The ancient Greek theater at Epidaurus, famous for its advanced acoustics, holds 14,000 spectators and is in use today for staging drama and music. Dedicated to Ascelepius, the god of medicine, performances there were believed to have healing powers. In the fourth century BCE the Athenian statesman Eubulus established the municipal “Theoric Fund,” which provided theater tickets to the poor and built public works. Management of the fund became a mark of stature in Athenian society. (More Book Post in Epidaurus here)

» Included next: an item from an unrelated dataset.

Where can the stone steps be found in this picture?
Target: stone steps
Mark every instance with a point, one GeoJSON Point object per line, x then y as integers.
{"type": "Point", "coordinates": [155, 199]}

[Read Part One of this post here!]
If recognizing the intangible element of infrastructure discloses something of its very nature, thinking about intangible infrastructure also reminds us that there is more to life than economic growth. Speaking to libraries about how to make use of March’s American Relief Plan funds, library advocate John Chrastka reminded them that, “There is a deep understanding on the part of Congress during the rescue plan if we don’t help people retool after a very disruptive economic time we won’t have a recovery,” that data shows that literacy “improves economic development, improves individual prosperity and family prosperity,” and that providing literacy services, basic adult education, adult secondary education, workforce preparation, education services to incarcerated and formerly incarcerated people, and English language learning is something libraries are singularly equipped to do. But they also provide “technology and collections that support people’s self-discovery”; he envisions libraries as a “node of personal well-being” and, repeatedly, a “clean, well-lighted [public] place.” “How do we put smart money to work in communities to build more thriving, interesting, and in particular prosperous places?” he asks. Lauren Berlant wrote of “the productivist ideology that collapses the citizen with the worker.” Even more damningly (if possible), Alff notes that the roads-and-bridges vision of infrastructure is “a fixed menu of building projects that support the carbon economy.” (Alff also reminds us that infrastructure can have destructive outcomes. He mentions the “settler-colonial transportation conduits” that “entailed an influx of pioneers, land cessation, and removal” for indigenous people, while “making life more convenient for white Americans” spreading across the continent. One also thinks of the Robert Moses-style development projects that are now faulted for isolating and dividing low-income and historically marginalized neighborhoods.)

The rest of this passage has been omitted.